If the spring were deformed uniformly, the tension would be $$T=Ku_L$$where $u_L$ is the displacement at x = L, assuming that x = 0 is fixed. This equation can also be written as $$T=KL\frac{u_L}{L}$$where the local uniform strain in the spring is given by $$\epsilon(x)=\frac{u_L}{L}=\frac{\partial u}{\partial x}$$Therefore, in any arbitration non-uniform axial deformation of the spring, the local tension is given by:
$$T(x)=KL\frac{\partial u}{\partial x}$$

For the problem at hand, if we perform a force balance on the portion of the spring between x and $x+\Delta x$, we obtain:$$T(x+\Delta x)-T(x)=\frac{m}{L}\Delta x\frac{\partial^2u}{\partial t^2}$$Combining the previous two equations, dividing by $\Delta x$, and taking the limit as $\Delta x$ approaches zero yields:
$$\frac{\partial^2u}{\partial t^2}=\frac{KL^2}{m}\frac{\partial^2u}{\partial x^2}=c^2\frac{\partial^2u}{\partial x^2}$$where c is the wave speed: $$c=L\sqrt{\frac{K}{m}}$$The boundary condition at x = L is zero tension: $\frac{\partial u}{\partial x}=0$ @ x = L.
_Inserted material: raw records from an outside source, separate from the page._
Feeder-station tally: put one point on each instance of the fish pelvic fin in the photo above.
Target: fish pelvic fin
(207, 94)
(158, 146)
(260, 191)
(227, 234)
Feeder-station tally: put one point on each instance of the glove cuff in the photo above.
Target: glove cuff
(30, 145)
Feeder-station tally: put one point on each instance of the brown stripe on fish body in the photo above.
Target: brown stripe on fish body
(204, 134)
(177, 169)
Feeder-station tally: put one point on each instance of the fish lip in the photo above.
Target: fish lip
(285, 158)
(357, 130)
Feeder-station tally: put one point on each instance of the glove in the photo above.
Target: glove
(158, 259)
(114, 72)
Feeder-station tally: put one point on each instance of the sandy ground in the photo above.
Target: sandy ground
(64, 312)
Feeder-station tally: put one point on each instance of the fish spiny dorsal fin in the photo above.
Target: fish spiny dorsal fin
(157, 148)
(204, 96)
The solution to this problem is going to be of the form $$u(x,t)=A(x)\cos{\omega t}+B(x)\sin{\omega t}$$subject to the initial conditions $A(0)=\epsilon$, B(0)=0.
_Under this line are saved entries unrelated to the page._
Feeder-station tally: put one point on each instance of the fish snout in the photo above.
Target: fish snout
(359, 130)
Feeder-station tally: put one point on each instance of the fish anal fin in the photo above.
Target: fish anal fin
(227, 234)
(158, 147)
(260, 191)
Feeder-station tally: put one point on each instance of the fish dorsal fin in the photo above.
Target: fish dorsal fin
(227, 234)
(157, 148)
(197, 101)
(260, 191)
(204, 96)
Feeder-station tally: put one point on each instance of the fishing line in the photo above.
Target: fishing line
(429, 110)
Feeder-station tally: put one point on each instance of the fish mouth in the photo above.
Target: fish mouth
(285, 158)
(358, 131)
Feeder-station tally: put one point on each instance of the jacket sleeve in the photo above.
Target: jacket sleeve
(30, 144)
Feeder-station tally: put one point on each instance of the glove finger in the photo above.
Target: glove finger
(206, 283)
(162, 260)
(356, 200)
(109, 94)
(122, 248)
I almost get it, unless the X = L + ξ*cos(((n*π))*cos(ω*t) in the equation, so in my way n would be some even number? Why should it be?

 

[LCSphysicist]

This remember the fact when we driven something below resonance frequency, the system resonates with the force, while above the resonance frequency, it will oscillates180 degree out.

 

[Chestermiller]

@Chestermiller just to clarify, have you defined $x$ to be the material coordinates and $u(x,t)$ as the displacement of the point of the spring at material coordinate $x$ from its position at $t=0$? That is to say that the function which converts the material coordinate to the 'real' coordinate $X$ is $X(x,t) = x + u(x,t)$?

Yes, material point, but not at time zero. It is supposed to be distance along the spring at a time when the spring is not under any load. In the present system, the motion is supposed to be a stationary oscillatory motion, so that at each material point, it is periodic, but with a different phase angle.

 

[Chestermiller]

I worried that there might be harmonics. Is that not possible ?
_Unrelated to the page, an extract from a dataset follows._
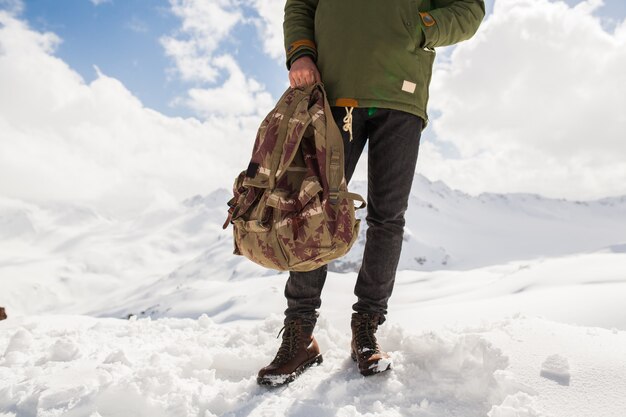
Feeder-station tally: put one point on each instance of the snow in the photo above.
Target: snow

I don't think that higher harmonics can satisfy the boundary conditions.

 

[Chestermiller]

I almost get it, unless the X = L + ξ*cos(((n*π))*cos(ω*t) in the equation, so in my way n would be some even number? Why should it be?

I don't get this result. I get the following standing wave:
$$u(x,t)=\epsilon\frac{\cos{\frac{\omega}{c}(L-x)}}{\cos{\frac{\omega}{c}L}}\cos{\omega t}$$I believe that this satisfies the boundary conditions and the differential equation.